Reputation: 661
I have a data frame with clickstream data. I'm interested in what happened just before and just after certain events defined by a boolean expression involving multiple columns -- i.e., given a boolean expression, I would like to output a subset of the original data frame which includes 10 rows above and below each row satisfying the expression.
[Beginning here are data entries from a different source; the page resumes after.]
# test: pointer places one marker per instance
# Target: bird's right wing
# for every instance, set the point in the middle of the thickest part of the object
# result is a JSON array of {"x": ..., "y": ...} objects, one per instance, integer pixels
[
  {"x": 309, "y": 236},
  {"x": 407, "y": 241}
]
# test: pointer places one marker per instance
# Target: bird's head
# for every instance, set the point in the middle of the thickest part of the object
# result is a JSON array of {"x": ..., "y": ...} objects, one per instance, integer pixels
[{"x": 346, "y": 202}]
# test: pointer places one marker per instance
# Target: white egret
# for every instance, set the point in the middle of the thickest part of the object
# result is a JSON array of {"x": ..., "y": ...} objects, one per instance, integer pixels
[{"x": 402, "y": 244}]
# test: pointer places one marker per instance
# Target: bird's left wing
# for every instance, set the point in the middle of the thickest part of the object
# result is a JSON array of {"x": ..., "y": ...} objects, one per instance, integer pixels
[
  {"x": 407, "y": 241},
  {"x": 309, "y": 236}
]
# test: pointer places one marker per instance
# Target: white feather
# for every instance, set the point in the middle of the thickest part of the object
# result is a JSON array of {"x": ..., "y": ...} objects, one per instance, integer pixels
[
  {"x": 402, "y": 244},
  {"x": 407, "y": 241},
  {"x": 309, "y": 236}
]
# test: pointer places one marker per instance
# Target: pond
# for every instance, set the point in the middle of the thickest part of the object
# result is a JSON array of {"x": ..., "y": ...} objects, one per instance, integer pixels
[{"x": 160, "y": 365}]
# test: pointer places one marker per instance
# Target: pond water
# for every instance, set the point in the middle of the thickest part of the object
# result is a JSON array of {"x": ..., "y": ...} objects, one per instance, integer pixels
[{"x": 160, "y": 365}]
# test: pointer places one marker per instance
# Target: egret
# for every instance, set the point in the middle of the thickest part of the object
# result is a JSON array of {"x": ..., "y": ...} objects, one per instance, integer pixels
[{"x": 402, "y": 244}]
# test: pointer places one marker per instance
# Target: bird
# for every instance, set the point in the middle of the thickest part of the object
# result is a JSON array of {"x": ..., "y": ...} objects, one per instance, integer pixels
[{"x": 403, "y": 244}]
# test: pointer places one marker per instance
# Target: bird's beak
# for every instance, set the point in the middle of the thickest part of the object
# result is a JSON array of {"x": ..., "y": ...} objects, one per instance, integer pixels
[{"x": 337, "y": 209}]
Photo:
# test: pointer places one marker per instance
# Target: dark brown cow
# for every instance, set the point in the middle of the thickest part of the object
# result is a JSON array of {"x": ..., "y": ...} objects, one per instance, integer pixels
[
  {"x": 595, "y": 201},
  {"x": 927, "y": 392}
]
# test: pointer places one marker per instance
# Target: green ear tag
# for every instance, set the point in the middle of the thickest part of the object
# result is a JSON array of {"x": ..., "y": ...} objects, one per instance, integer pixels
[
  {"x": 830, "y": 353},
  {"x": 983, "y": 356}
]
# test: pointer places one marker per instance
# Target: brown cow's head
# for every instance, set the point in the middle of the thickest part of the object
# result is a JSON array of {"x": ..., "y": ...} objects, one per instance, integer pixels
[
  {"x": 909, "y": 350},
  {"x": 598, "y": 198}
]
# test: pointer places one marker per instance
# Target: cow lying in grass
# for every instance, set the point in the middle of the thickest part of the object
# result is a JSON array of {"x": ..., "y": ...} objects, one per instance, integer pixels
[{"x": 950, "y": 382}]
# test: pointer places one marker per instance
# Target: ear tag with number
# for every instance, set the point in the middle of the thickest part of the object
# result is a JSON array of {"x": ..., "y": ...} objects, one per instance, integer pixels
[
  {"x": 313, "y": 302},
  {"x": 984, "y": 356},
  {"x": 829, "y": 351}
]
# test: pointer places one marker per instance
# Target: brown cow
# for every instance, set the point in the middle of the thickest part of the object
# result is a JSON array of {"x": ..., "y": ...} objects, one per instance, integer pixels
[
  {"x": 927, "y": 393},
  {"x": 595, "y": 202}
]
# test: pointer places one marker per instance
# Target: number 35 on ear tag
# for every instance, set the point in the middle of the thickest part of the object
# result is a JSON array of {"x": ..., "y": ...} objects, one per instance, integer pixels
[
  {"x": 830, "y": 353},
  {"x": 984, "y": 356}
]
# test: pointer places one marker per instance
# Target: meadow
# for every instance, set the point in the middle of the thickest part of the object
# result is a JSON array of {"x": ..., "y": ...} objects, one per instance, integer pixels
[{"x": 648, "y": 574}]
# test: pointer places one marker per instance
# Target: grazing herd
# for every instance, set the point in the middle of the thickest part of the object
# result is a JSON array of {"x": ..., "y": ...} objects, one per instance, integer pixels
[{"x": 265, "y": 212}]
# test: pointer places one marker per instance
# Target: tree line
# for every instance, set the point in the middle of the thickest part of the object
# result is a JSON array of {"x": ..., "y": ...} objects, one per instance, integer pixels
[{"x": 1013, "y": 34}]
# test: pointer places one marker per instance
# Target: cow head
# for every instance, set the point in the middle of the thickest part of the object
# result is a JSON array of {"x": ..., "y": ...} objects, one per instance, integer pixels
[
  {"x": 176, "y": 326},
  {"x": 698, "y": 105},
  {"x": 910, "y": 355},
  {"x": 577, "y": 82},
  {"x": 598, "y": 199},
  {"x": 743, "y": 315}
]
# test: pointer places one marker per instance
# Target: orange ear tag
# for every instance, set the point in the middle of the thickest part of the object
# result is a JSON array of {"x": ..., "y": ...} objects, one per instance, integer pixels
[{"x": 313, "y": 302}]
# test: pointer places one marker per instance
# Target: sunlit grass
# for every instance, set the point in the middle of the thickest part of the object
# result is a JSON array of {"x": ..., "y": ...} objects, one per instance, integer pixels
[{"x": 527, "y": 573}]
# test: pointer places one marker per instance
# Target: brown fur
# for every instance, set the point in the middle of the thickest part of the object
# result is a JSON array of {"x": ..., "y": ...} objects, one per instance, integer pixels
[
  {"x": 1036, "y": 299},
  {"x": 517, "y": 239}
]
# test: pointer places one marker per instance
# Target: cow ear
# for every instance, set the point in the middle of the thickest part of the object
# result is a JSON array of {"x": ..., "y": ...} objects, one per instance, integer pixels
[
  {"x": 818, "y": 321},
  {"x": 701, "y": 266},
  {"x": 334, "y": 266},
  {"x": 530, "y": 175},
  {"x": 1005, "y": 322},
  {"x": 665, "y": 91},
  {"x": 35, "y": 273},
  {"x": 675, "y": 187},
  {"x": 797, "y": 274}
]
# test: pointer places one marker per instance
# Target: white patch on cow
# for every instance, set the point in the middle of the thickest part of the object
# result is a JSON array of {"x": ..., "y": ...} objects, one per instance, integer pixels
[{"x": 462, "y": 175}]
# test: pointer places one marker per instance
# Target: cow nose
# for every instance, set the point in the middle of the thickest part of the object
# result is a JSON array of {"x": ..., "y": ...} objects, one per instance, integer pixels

Is there an elegant way of doing this, for example using dplyr?
Adding a reproducible example:
df <- data.frame(col1 = c(rep("a",20), rep("b",20)), col2 = c(1:20, 1:20))
look_around(df, col1 == "a" & col2 %in% c(17,20))
should produce df[7:30,]
Write the function look_around.
Upvotes: 0
Views: 53
Reputation: 13108
This seems like a variation on subset
, so I adapted the following from subset
:
look_around <- function(data, condition, before=10, after=10) {
# Set default values for `before` and `after` to 10
e <- substitute(condition)
r <- eval(e, data, parent.frame())
rows <- unique(as.vector(sapply(which(r), function(x) {
(x-before):(x+after)
})))
rows <- rows[rows > 0 & rows <= nrow(data)]
data[rows,]
}
Output:
> df <- data.frame(col1 = c(rep("a",20), rep("b",20)), col2 = c(1:20, 1:20))
> look_around(df, col1 == "a" & col2 %in% c(17,20), before=10, after=10)
col1 col2
7 a 7
8 a 8
9 a 9
<snip>
30 b 10
Upvotes: 2